With its main focus on AI, the lab aims to apply computer vision and machine learning to create a better interactive user experience. Such technologies are used to serve about 130 million daily active users in China as well as overseas users in countries such as Vietnam, Russia and Turkey.

Zheng Wen, a Tsinghua alumni peer of company CEO Su Hua, leads the lab.

6. Megvii Research Institute

Megvii, also known as Face++, is one of the country’s most high-profile AI start-ups because its facial scan software helps power the Ministry of Public Security’s database of about 1.3 billion Chinese people.

The company has a team of about 200 researchers in facilities from Beijing, Nanjing and Chengdu on the mainland to Hong Kong and Seattle, Washington. The research focuses on deep learning models for computer vision.

Sun Jian, former principal research manager of Microsoft Asia, serves as Megvii’s chief scientist and managing director of its research institute.

Visitors experience facial recognition technology at Face++ booth during the China Public Security Expo in Shenzhen, China October 30, 2017. Photo: Reuters

7. Microsoft Research Asia

Founded in Beijing in 1998, Microsoft Research Asia (MSRA) is the tech giant’s largest research institute outside the US. Over the last 20 year it has focused on next generation technologies and was one of the earliest to invest in AI research in China.

MSRA has extensive influence in the field, as its founding chairman Lee Kai-fu later left and set up venture capital fund Sinovation Ventures, while his successor Zhang Yaqin joined Baidu as its president.

The lab focuses on basic and applied research in areas central to Microsoft’s long-term strategy and future computing vision, including natural user interfaces, next generation multimedia, data intensive computing, and computer science fundamentals.

Hsiao-Wuen Hon is corporate vice-president of Microsoft, chairman of Microsoft’s Asia-Pacific R&D Group, and managing director of Microsoft Research Asia.

8. Sensetime Research

Founded out of the Hong Kong Science Park in 2014, Sensetime specialises in facial recognition and computer vision applications, and has positioned itself as a “platform company” for AI technologies. Dubbed the world’s most valuable AI start-up, it has already achieved profitability on the back of applications in surveillance, smart cities, internet entertainment, smartphones, finance, retail and other industries.

The company, which has dual headquarters in Beijing and Hong Kong, has formed a research institute with a team of nearly 1,000 researchers. The Beijing facility focuses on computer vision, autonomous driving, supercomputing and augmented reality technologies.

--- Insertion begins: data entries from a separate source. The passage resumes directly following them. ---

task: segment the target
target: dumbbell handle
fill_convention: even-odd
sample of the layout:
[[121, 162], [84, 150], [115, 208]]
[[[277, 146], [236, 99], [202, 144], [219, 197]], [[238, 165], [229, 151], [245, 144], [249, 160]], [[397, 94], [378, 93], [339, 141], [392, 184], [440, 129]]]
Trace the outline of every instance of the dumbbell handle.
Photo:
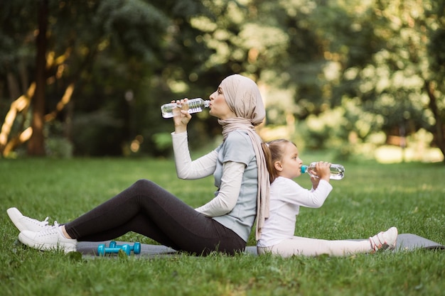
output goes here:
[[129, 245], [123, 245], [119, 248], [106, 248], [104, 244], [101, 244], [97, 246], [97, 253], [100, 256], [104, 256], [109, 253], [119, 253], [120, 250], [122, 250], [128, 256], [130, 255], [130, 246]]

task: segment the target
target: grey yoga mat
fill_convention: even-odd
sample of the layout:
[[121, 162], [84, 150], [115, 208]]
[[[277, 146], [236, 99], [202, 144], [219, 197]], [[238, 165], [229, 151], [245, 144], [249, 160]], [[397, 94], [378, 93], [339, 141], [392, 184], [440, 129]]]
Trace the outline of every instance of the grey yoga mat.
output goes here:
[[[109, 245], [111, 241], [80, 241], [77, 243], [77, 251], [80, 252], [82, 255], [95, 256], [97, 256], [97, 247], [101, 244], [105, 244], [107, 247]], [[133, 246], [133, 242], [126, 241], [117, 241], [118, 245], [129, 244]], [[395, 252], [401, 251], [412, 251], [416, 248], [425, 248], [425, 249], [439, 249], [445, 250], [445, 246], [441, 245], [433, 241], [430, 241], [428, 239], [417, 236], [412, 234], [401, 234], [397, 237], [397, 244], [394, 250]], [[245, 251], [247, 253], [254, 256], [257, 255], [257, 247], [252, 246], [246, 247]], [[132, 252], [132, 256], [139, 257], [154, 257], [154, 256], [171, 256], [179, 253], [176, 251], [171, 248], [168, 248], [165, 246], [160, 245], [150, 245], [141, 243], [140, 253], [134, 254]], [[107, 254], [107, 256], [117, 256], [116, 253]]]

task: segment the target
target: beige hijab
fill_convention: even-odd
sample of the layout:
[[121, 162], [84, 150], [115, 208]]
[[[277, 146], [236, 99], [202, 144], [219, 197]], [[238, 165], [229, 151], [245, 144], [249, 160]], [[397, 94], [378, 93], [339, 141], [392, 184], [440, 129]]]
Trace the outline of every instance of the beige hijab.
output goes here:
[[237, 117], [219, 119], [222, 126], [224, 139], [235, 130], [245, 130], [252, 140], [258, 167], [258, 194], [257, 196], [257, 240], [261, 237], [264, 220], [269, 217], [269, 172], [261, 143], [262, 140], [255, 131], [255, 126], [261, 124], [266, 116], [259, 89], [253, 80], [235, 74], [228, 76], [220, 85], [222, 89], [229, 108]]

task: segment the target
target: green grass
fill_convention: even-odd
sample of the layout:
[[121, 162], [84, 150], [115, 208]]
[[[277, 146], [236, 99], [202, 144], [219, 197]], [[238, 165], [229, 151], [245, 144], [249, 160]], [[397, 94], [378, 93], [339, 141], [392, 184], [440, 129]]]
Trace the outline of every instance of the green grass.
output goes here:
[[[306, 157], [307, 160], [309, 156]], [[296, 234], [366, 238], [396, 226], [445, 243], [445, 166], [343, 163], [346, 177], [321, 209], [301, 209]], [[170, 160], [0, 160], [0, 295], [439, 295], [445, 253], [416, 250], [345, 258], [247, 254], [82, 259], [17, 242], [6, 209], [50, 221], [75, 218], [140, 178], [189, 204], [212, 196], [211, 177], [185, 181]], [[309, 176], [299, 178], [309, 186]], [[152, 243], [128, 234], [120, 239]], [[249, 245], [254, 244], [253, 234]]]

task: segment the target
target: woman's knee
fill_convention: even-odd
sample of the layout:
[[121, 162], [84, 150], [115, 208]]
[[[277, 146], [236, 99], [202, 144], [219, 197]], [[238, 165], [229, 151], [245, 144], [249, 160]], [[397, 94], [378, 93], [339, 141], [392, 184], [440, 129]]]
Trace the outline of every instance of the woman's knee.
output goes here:
[[155, 187], [157, 187], [157, 185], [149, 180], [141, 179], [136, 181], [132, 187], [135, 190], [146, 192], [147, 190], [151, 190]]

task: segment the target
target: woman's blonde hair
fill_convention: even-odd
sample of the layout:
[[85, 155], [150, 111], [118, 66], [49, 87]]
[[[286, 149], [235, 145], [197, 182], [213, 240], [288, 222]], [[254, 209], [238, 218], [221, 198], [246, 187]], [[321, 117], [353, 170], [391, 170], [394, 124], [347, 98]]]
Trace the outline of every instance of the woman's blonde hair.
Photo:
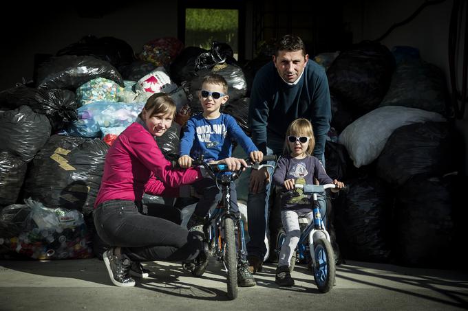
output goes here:
[[307, 119], [296, 119], [288, 126], [286, 137], [284, 139], [284, 148], [283, 149], [284, 154], [291, 153], [291, 150], [289, 148], [289, 143], [288, 142], [288, 136], [295, 136], [297, 137], [306, 136], [309, 137], [309, 144], [307, 146], [306, 153], [310, 155], [314, 152], [314, 148], [315, 147], [314, 130], [312, 129], [312, 124]]
[[[151, 111], [151, 110], [153, 111]], [[151, 111], [151, 115], [149, 117], [151, 117], [156, 115], [165, 115], [167, 113], [171, 114], [173, 117], [176, 117], [176, 112], [177, 106], [173, 100], [165, 93], [155, 93], [148, 98], [145, 104], [145, 110], [148, 113]], [[142, 112], [140, 113], [138, 117], [142, 118]]]

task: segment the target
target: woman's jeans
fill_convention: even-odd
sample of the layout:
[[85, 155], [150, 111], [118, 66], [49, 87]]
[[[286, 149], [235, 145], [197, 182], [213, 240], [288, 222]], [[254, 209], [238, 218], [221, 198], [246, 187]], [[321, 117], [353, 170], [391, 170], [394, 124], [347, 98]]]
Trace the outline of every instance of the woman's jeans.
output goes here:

Last year, it co-funded an AI lab in Hong Kong in partnership with the Alibaba Hong Kong Entrepreneurs Fund, and also set up its own smart health lab in New Jersey.

Wang Xiaogang, associate professor of electronic engineering at the Chinese University of Hong Kong and company co-founder, serves as managing director of Sensetime Research.

9. Sinovation Ventures AI Institute

Based in Zhongguancun, Sinovation Ventures established the institute in 2016 to facilitate scientific research and technology applications that centre on computer vision, natural language understanding, robot perception and decision making.

The institute consists of five AI labs in health care, education, robotics, machine learning and computational finance. It also hosts the annual AI Challenger Global Contest and conducts AI training programmes. Sinovation Ventures president and CEO Lee Kai-fu serves as chair of the institute.

10. Sogou-Tsinghua Tiangong Institute for Intelligent Computing

Founded in 2004, Sogou operates China’s second most popular search engine and boasts the fourth largest number of monthly active users after tech giants Baidu, Alibaba and Tencent.

The company donated 180 million yuan (US$26.7 million) to Tsinghua University in 2016 to co-establish an intelligent computing institute that would focus on frontier research in AI. The goal was also to apply research findings to Sogou’s products and services. The two organisations had previously established a joint lab in 2007.

A Tsinghua alumni himself, Sogou CEO Wang Xiaochuan serves as co-chief of the institute.